Oh, and I also finally got round to installing mains electricity!

All Change!

One of the good things about using block paving is how easy it is to rearrange at a later date. The pavers simply lift and can be rearranged. Like this…

After ripping out all of the old timber beds, the work bench and some of the paving, I used Accoya planks which were left over from renovating the veg beds to create a bed for the peach (centre-left, above). Two long pieces of timber were dug in so that their tops were at the level I wanted the bedding sand to be laid to.

In the picture above, you can see how these two ‘runners’ acted as level guides. The bedding mix was 6:1 sharp sand to cement. The addition of this small amount of cement ensures the mix is strong enough to resist settling — hopefully ensuring a stable, level floor — but weak enough that I will be able to easily dig it out if I need to in the future.

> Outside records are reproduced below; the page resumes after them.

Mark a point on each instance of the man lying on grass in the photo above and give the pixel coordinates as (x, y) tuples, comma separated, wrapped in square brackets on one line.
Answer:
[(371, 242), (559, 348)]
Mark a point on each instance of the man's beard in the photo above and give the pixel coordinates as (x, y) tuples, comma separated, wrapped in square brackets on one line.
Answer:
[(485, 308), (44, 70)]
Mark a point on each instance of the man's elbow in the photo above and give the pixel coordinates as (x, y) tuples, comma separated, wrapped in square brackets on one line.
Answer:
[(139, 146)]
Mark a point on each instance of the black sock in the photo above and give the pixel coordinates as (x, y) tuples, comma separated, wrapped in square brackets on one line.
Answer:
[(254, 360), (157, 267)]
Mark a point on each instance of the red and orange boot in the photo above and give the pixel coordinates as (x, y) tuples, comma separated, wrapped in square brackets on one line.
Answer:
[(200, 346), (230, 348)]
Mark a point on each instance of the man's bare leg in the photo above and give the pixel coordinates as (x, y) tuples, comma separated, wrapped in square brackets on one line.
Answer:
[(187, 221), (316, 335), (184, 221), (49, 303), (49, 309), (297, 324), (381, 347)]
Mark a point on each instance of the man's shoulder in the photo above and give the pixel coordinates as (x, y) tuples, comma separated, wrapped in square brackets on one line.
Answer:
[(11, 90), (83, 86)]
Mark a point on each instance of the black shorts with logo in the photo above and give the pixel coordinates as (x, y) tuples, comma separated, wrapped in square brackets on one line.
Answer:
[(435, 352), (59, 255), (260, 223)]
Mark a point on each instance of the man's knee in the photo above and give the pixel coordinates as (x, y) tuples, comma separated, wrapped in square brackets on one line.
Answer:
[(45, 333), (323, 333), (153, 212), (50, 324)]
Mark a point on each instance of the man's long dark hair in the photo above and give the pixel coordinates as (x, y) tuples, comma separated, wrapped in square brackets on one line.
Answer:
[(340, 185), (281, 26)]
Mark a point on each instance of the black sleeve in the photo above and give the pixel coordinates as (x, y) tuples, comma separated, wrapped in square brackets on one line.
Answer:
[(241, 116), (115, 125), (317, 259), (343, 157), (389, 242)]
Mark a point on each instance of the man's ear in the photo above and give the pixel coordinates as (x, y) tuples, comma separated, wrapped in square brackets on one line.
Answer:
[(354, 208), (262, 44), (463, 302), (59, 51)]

I used a long board to tamp down the bedding mix in short sections. Once firm and level I could quickly lay four or five rows of pavers. Only the last paver in each row needed cutting, so the whole job was relatively quick (about 3 days). That said, my arms, wrists and back ached for a week afterwards! This is the price the DIYer pays.

Kiln dried sand brushed into the joints locked the paving together. By luck, I had just enough bricks left over from a previous job to neatly finish repaving the greenhouse. By just enough, I mean there were literally just two bricks left over!

Because the timber-edged bed (left above) is made of Accoya it is basically permanent and maintenance free. It should last the lifetime of the greenhouse.